National Partnership for Reinventing Government
(formerly National Performance Review)
VP GORE HONORS PHILADELPHIA AREA
CONSUMER PRODUCT SAFETY TEAM
Reinvention Allows U.S. Agency To Better Protect Consumers, Save Taxpayer Dollars
PHILADELPHIA--The Clinton-Gore administration's reinventing government team, the National Performance Review (NPR), today presented Vice President Al Gore's "Hammer award" to a Philadelphia-based field team of the U.S. Consumer Product Safety Commission (CPSC).
"We are working to put common sense back into our government and Chairman Ann Brown and the Consumer Product Safety Commission are a key part of the change," Vice President Gore said. "The CPSC has put its frontline people out into the field--closer to its customers and consumers. They have cut paperwork, and they're working in close partnership with the private sector to achieve common goals. The CPSC is helping to produce a government that works better and costs less. This sort of positive change is critical to restoring Americans' faith in their government."
The award to the CPSC and Chairman Ann Brown, a Philadelphia native, is the Vice President's special recognition to teams of frontline federal workers who have made significant contributions to the NPR principles of putting customers first, cutting red tape, empowering frontline employees, and getting back to basics. The $6.00 hammer--with a little red, white, and blue ribbon and a handwritten note--is a symbolic answer to the $600.00 hammer of yesterday's government.
At the direction of Chairman Brown, the team successfully completed a telecommuting pilot program that is now being phased in throughout the CPSC. Over 40% of the commission's field workforce is now telecommuting on a full time basis, permitting the CPSC to release costly rental space in 16 cities and downsize offices in 13 other sites. The changes are producing savings for taxpayers and allowing the agency to better target its resources to improve monitoring of the nearly 15,000 types of consumer products under its jurisdiction.
"The bottom line is that telecommuting is allowing the CPSC to save taxpayers' money and provide the American public with better, faster service than ever before," said Chairman Brown. "These goals have been a top priority with Vice President Gore and this administration, and we are happy that the CPSC and its staff have been an active partner in helping to achieve them."
According to the NPR, the new telecommuting program, combined with the CPSC's model 1-800 telephone hotline service and other innovations, have made the watchdog agency a standard for reinvention within the federal government.

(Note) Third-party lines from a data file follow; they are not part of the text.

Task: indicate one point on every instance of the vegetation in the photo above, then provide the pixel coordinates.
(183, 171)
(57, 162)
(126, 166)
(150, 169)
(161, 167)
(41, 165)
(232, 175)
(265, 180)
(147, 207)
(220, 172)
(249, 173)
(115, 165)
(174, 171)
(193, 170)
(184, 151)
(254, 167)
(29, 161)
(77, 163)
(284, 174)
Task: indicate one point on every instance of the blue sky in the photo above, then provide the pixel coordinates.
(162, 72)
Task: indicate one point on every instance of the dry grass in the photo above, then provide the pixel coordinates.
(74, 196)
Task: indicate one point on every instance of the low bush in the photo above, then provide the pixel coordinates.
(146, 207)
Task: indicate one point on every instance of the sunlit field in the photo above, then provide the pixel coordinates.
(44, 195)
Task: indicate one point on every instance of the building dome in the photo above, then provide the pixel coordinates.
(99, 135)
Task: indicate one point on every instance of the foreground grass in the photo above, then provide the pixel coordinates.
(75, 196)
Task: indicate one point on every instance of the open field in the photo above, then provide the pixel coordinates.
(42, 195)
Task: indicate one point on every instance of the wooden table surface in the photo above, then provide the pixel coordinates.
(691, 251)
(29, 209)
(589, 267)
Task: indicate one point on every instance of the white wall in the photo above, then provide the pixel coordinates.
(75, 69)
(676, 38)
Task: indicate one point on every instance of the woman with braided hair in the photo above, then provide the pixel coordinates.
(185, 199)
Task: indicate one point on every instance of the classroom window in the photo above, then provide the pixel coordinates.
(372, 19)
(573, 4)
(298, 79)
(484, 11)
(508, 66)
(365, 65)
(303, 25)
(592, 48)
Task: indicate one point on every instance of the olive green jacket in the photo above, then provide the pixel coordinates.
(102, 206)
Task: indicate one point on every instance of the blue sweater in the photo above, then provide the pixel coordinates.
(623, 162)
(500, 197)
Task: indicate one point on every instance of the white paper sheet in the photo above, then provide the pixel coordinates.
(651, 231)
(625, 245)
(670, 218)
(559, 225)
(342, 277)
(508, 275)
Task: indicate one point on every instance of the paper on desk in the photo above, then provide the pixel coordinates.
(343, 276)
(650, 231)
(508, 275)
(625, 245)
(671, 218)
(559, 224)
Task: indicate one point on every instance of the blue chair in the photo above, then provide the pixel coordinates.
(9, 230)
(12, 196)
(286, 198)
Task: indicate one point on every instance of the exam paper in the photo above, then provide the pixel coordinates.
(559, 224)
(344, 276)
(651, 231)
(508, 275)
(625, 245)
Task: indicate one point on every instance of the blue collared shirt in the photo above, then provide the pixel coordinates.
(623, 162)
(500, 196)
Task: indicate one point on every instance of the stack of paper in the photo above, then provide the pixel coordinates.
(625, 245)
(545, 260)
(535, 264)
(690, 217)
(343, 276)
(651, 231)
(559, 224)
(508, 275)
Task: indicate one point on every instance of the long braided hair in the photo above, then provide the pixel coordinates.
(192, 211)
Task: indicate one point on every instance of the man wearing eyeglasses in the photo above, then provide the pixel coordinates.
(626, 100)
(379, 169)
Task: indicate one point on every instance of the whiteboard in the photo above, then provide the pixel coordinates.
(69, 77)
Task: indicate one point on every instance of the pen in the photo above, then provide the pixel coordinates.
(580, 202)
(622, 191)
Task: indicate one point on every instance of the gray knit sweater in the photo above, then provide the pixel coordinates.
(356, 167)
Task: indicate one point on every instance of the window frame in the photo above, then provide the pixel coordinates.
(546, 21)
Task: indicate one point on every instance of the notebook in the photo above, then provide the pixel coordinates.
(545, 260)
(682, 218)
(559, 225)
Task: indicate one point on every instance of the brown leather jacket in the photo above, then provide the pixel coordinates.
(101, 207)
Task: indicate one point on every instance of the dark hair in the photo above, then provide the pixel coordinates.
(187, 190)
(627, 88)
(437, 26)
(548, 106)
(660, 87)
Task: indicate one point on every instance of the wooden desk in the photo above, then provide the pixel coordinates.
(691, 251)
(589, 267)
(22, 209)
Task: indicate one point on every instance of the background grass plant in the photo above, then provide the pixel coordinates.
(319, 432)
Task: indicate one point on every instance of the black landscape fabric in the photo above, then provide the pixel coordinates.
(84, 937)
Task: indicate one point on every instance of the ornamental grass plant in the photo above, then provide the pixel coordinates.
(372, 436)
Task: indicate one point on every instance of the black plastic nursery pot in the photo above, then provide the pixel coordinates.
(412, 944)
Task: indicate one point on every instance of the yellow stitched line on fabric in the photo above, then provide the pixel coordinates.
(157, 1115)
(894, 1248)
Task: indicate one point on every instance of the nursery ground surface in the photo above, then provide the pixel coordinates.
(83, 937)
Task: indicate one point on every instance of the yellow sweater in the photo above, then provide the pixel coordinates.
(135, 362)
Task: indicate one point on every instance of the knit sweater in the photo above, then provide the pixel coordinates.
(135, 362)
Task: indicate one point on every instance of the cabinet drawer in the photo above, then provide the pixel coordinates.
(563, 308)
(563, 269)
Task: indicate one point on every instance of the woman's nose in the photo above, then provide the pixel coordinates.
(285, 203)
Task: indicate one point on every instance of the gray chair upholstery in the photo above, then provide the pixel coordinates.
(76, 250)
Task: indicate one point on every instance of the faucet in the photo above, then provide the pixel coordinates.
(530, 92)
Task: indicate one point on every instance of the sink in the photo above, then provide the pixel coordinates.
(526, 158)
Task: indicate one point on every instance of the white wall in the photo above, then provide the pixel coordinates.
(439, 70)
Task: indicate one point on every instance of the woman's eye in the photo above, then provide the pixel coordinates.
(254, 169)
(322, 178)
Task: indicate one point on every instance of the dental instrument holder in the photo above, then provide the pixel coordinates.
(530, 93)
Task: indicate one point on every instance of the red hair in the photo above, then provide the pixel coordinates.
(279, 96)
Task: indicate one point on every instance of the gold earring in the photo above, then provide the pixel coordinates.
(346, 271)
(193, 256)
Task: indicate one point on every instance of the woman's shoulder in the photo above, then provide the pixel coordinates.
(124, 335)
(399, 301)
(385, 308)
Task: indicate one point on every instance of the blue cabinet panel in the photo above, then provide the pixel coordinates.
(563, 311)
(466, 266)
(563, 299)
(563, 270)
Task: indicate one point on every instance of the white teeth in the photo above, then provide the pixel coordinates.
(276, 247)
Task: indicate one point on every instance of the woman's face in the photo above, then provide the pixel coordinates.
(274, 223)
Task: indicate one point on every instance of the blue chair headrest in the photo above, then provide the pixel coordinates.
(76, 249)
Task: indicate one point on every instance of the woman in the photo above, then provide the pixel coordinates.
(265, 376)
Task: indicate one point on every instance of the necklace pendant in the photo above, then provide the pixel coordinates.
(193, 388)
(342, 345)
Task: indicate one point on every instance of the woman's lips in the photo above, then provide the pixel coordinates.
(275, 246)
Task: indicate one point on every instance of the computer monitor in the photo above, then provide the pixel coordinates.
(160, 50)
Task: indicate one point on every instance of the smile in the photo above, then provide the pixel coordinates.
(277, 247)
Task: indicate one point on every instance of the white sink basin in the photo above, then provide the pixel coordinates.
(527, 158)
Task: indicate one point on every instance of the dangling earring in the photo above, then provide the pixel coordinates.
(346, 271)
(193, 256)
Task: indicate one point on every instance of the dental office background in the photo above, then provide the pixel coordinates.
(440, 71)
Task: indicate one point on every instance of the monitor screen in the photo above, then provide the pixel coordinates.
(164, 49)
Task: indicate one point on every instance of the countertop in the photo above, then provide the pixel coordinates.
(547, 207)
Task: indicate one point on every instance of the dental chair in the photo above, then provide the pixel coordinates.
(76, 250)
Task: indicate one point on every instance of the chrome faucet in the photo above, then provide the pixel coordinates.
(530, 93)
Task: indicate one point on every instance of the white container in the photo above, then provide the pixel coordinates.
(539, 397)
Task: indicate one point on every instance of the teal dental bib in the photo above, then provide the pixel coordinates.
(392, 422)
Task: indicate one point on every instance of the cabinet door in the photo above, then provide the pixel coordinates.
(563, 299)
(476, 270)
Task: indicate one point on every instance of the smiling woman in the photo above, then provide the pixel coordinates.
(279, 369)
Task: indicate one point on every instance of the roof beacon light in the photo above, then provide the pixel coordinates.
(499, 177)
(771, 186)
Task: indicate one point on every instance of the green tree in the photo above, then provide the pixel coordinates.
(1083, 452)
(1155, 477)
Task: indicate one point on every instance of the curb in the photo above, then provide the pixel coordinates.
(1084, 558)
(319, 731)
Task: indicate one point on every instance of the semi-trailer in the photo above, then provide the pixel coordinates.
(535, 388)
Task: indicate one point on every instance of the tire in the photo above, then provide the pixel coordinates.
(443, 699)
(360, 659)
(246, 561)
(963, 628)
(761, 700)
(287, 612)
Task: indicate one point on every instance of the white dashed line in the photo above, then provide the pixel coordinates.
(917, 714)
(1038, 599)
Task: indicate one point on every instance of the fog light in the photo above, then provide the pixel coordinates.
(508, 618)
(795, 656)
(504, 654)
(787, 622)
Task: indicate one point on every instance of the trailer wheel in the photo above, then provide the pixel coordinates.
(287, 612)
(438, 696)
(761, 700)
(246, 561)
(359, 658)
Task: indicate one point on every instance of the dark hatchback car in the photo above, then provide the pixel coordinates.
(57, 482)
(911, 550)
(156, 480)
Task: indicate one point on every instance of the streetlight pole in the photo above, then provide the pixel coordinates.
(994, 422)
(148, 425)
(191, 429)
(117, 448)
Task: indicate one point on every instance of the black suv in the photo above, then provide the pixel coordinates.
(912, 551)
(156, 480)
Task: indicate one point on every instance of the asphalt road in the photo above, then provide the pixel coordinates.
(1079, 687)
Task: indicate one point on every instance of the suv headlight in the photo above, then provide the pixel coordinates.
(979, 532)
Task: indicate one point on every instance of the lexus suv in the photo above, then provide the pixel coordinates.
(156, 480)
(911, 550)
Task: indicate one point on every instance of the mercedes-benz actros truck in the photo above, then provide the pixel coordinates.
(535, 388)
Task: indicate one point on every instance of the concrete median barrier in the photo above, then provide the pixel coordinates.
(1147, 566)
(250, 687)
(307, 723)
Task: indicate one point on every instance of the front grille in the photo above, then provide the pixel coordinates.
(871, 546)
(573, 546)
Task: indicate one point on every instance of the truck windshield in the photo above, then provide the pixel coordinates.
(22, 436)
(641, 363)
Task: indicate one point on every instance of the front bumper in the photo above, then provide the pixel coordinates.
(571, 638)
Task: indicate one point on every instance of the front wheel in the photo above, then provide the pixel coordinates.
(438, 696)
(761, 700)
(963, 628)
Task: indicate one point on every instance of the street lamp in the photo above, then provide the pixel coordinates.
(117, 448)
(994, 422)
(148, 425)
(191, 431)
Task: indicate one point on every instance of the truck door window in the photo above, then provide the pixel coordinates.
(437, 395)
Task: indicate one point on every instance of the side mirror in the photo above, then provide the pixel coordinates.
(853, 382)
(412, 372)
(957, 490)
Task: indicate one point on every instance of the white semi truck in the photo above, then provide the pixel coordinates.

CPSC received its first Hammer last year for improvements to its Hotline.
A "satisfied customer" of the reinvented CPSC is Philadelphia's Fire Marshal, Charles Lindsay, who has the responsibility for all educational and safety programs involving the city's fire department. At the Hammer award presentation, Lindsay cited a CPSC partnership program that enabled firefighters and volunteers to place smoke detectors in 750 needy homes in a 21 square block area in two months, a process that would have taken up to one year to complete the "old way".
Congressman James Greenwood, who represents the Richboro area and serves on the committee that authorizes CPSC funding, said in a statement: "Telecommuting is an exciting way to downsize the federal government, save taxpayers money, and improve the efficiency of public servants. And locally, it benefits the quality of our environment when we can eliminate a few autos at a time from the daily commute."
Fittingly, the presentation to Brown and the team took place at the Richboro, Bucks County home/office of CPSC supervisor--and telecommuter--Bruce Schwartz. Schwartz no longer has a two hour daily roundtrip commute to his former downtown office. Five more of his former downtown office mates also telecommute.